A short distance upriver, on the same side as the hamlet, was a large, unnatural hill, on which stood a gray-stoned keep. The edifice looked abandoned, lifeless, no banners flying, the garden terraces ringing the hillsides overgrown with weeds, the few windows in the square towers gaping black as caves.
The riders rode battered, beaten-down horses. The beasts’ heads drooped with exhaustion, their chests speckled and streaked with dried lather. The two men and three women did not look any better. Armor in tatters, blood-splashed, and all roughly bandaged here and there to mark a battle somewhere behind them. Each wore a silver brooch clasping their charcoal-gray cloaks over their hearts, a ram’s head in profile.
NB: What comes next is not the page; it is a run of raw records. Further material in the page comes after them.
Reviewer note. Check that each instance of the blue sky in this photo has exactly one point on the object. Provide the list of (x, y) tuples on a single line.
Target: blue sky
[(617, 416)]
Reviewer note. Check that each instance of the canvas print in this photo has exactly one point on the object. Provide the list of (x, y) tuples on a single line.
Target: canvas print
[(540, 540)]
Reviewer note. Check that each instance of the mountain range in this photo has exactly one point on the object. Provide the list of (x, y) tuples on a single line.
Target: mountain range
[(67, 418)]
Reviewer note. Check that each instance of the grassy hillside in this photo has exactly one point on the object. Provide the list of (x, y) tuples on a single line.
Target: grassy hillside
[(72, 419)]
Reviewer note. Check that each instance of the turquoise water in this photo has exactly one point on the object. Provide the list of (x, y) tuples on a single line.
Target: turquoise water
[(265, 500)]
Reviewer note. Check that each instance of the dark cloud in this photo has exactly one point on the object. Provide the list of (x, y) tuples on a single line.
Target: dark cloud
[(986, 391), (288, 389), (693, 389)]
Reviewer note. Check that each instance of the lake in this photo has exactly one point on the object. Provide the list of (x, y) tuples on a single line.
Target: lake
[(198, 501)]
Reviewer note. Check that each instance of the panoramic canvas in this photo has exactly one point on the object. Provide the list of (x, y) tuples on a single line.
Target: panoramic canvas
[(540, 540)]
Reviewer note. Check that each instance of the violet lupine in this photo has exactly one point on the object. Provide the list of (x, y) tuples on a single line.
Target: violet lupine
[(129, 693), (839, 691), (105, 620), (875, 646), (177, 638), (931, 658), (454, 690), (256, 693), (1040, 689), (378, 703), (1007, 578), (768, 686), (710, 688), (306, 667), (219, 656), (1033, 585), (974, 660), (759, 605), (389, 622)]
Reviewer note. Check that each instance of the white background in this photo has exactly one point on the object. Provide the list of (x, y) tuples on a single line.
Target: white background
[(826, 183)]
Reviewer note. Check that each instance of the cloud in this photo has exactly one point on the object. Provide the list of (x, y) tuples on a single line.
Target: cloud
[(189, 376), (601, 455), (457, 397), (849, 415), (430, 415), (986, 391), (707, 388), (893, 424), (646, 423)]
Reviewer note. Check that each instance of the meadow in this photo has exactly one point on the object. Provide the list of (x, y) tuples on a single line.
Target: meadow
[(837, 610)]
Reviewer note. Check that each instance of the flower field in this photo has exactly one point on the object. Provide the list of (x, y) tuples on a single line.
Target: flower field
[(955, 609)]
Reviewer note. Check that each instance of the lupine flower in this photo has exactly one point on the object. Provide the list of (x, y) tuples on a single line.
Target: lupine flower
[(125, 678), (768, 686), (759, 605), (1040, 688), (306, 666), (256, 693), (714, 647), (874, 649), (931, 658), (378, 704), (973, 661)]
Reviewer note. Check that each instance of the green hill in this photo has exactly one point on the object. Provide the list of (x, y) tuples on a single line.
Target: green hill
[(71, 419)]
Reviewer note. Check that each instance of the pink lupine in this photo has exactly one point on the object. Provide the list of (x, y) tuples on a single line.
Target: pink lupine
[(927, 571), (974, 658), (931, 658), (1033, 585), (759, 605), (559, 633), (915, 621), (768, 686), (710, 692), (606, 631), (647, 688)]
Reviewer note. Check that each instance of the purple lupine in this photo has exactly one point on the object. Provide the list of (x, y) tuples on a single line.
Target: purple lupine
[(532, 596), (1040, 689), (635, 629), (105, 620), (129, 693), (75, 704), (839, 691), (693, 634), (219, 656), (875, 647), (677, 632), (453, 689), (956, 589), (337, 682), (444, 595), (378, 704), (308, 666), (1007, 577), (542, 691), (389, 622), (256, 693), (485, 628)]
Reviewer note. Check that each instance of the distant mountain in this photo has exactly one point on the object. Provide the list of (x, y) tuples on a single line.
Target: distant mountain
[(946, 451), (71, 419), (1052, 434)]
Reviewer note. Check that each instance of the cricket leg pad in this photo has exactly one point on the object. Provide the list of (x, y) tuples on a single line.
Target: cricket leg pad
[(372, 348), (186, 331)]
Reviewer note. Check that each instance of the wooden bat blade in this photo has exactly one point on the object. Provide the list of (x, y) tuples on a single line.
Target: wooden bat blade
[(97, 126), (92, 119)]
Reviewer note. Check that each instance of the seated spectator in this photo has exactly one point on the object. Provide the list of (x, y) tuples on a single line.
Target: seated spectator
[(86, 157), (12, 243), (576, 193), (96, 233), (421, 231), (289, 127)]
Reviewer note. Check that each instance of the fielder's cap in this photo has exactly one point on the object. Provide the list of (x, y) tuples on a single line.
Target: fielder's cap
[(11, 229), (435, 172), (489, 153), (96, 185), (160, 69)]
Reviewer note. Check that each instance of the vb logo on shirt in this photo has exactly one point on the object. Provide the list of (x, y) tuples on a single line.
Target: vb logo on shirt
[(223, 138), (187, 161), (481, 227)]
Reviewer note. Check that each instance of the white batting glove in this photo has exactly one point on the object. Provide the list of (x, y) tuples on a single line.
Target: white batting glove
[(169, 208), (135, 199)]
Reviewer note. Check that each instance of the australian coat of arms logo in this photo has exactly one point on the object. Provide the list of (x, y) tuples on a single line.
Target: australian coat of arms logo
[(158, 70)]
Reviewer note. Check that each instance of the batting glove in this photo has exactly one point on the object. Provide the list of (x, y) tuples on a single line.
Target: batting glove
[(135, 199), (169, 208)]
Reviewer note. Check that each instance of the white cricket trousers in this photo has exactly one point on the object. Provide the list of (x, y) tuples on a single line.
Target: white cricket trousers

They sat in a row, saying nothing, for some time.
And then the eldest among them, a broad-shouldered, pale-skinned woman with a flat face seamed in scars, nudged her mount down onto the stony descent. The others fell in behind their captain.
The boy came running to find Graves, chattering about strangers coming down from the border pass. Five, on horses, with sunlight glinting on chain and maybe weapons. The one in the lead had long black hair and pale skin. A foreigner for sure.
Graves finished his tankard of ale and pushed himself to his feet. He dropped two brass buttons on the counter and Swillman’s crabby hand scooped them up before Graves had time to turn away. From the far end of the bar, Slim cackled, but that was a random thing with her, and she probably didn’t mean anything by it. Though maybe she did. Who could know the mind of a hundred-year-old whore?
The boy, whom Graves had come to call Snotty, for his weeping nose and the smudges of dirt that collected there, led the way outside, scampering like a pup. To High Street’s end, where Graves lived and where he carved the slabs he and the boy brought down from the old quarry every now and then.